In all these years only very few new schools, colleges, hospitals, parks, roads were built in Muslim majority constituencies. At the same time a large number of sectarian riots targeted the economy and infrastructure in Muslim localities in various cities. He points out the fact that fifteen years after the demolition of Babri mosque and the sectarian violence that accompanied it; the government’s Liberhan Commission has not even completed its enquiry into that mayhem speaks volumes about how government has ignored the problems of the Indian Muslim community. Whenever the government has implemented programs to uplift the severely depressed segments of Indian society, it has left the Muslims out of that.
In 1950 when the government initiated an affirmative action plan to uplift Dalits it excluded Muslim Dalits. In 1989 when the government initiated the Mandal Commission affirmative action plan for OBCs (Other Backward Castes), it again left out Muslim OBCs. Similarly in all these years the government built many educational institutions for women to improve female literacy. But hardly any of them were built in Muslim majority areas. Thus while female literacy improved in other communities, Muslim women remained largely illiterate. With the introduction of free market economy and the arrival of multinationals in India, as the economy of the nation has grown rapidly, middle-class Indians have made good socioeconomic gains. But India’s Muslim community has been largely left out of this perceptible growth. Since their educational situation continues to be very dismal they are unable to get any benefit from this national growth.
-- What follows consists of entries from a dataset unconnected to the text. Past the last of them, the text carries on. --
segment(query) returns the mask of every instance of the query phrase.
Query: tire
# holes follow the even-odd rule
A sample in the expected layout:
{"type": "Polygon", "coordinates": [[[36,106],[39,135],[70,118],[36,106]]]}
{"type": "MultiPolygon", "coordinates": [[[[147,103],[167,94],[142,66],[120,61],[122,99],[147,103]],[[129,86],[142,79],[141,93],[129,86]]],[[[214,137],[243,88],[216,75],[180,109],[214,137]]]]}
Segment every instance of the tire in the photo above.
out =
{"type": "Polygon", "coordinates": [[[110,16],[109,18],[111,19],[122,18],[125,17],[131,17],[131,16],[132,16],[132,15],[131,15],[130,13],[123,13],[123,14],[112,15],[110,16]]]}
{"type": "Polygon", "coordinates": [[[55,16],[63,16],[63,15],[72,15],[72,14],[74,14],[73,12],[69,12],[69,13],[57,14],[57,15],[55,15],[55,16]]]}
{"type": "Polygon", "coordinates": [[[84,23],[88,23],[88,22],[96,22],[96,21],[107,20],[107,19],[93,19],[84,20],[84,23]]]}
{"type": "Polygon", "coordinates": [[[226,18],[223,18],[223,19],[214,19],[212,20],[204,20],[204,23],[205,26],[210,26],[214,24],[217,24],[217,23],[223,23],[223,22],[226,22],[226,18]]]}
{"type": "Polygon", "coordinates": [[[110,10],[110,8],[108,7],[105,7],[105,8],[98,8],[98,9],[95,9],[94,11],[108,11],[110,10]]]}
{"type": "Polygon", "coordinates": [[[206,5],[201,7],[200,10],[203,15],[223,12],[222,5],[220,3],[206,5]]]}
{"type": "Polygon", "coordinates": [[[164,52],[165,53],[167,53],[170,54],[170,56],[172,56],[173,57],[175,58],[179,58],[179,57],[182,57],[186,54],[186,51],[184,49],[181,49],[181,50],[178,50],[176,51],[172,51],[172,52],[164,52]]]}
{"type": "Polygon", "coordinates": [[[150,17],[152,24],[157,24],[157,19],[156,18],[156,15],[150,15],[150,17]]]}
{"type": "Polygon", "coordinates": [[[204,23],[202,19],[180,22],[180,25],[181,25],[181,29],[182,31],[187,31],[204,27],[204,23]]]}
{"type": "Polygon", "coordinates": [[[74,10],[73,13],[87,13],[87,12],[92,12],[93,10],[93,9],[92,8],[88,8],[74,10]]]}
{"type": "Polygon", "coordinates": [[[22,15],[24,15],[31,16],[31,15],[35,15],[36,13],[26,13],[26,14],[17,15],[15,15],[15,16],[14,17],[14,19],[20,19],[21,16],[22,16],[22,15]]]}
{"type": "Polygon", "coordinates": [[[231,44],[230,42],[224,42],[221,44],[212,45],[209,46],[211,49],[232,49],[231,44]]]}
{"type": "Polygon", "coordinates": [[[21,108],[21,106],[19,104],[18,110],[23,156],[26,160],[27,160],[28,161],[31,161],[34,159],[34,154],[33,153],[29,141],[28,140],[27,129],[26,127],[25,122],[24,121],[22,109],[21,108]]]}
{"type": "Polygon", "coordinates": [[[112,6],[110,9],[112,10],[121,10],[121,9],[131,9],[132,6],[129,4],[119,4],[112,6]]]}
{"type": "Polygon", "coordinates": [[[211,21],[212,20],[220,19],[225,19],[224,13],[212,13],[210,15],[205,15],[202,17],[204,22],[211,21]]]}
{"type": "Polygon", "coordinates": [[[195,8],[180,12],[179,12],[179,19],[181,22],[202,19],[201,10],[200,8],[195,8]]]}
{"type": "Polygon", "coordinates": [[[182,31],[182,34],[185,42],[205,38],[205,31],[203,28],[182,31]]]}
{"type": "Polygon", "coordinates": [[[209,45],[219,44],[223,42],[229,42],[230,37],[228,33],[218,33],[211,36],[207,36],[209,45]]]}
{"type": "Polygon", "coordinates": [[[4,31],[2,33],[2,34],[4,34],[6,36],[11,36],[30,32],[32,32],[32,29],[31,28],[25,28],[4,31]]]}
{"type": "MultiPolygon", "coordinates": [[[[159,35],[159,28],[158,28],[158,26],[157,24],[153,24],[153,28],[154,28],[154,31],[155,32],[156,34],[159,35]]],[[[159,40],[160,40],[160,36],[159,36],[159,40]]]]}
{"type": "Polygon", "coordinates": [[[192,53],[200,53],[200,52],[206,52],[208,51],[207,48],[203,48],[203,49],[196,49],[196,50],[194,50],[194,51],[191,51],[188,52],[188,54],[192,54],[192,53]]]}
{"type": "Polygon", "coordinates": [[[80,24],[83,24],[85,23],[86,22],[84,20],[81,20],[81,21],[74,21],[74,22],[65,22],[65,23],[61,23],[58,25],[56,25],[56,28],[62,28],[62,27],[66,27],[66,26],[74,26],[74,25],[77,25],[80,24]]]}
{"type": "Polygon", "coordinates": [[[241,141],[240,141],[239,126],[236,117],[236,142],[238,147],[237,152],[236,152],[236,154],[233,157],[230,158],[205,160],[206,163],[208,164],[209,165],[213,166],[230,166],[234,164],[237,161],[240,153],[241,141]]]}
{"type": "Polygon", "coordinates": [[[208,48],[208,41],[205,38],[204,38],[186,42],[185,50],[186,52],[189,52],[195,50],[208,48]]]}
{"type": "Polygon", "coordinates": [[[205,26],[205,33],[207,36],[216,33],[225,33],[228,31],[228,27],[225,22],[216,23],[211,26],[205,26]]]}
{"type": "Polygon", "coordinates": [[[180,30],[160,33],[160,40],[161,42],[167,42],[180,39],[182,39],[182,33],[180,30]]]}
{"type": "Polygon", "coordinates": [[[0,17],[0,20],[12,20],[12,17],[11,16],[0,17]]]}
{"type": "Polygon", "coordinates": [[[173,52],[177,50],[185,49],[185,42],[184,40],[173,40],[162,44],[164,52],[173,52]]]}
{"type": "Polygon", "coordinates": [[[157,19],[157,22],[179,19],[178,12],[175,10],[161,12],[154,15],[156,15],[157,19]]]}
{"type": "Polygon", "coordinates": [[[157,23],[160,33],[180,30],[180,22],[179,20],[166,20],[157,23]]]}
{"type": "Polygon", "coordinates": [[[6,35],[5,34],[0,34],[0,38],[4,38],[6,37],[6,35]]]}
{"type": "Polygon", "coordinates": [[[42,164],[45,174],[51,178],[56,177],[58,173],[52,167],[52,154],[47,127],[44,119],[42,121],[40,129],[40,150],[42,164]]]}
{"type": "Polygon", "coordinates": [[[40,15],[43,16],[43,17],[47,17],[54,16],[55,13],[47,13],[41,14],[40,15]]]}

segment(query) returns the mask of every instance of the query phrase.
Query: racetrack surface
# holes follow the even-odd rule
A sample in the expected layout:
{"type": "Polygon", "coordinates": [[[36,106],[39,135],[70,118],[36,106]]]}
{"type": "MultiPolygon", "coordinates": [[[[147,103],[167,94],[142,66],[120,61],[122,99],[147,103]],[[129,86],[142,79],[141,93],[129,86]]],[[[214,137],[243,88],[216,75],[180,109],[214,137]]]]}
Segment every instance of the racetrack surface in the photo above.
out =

Kaleem Khawaja proposes that to induce the government, the power structure and the Hindu community to give a helping hand to them, Muslims should conduct effective advocacy. Instead of angry street protests this campaign needs to persuade all segments of the Hindu community and political parties, that the Muslims’ extraordinary backwardness is a major national problem, and solving it is in the best interests of the entire nation.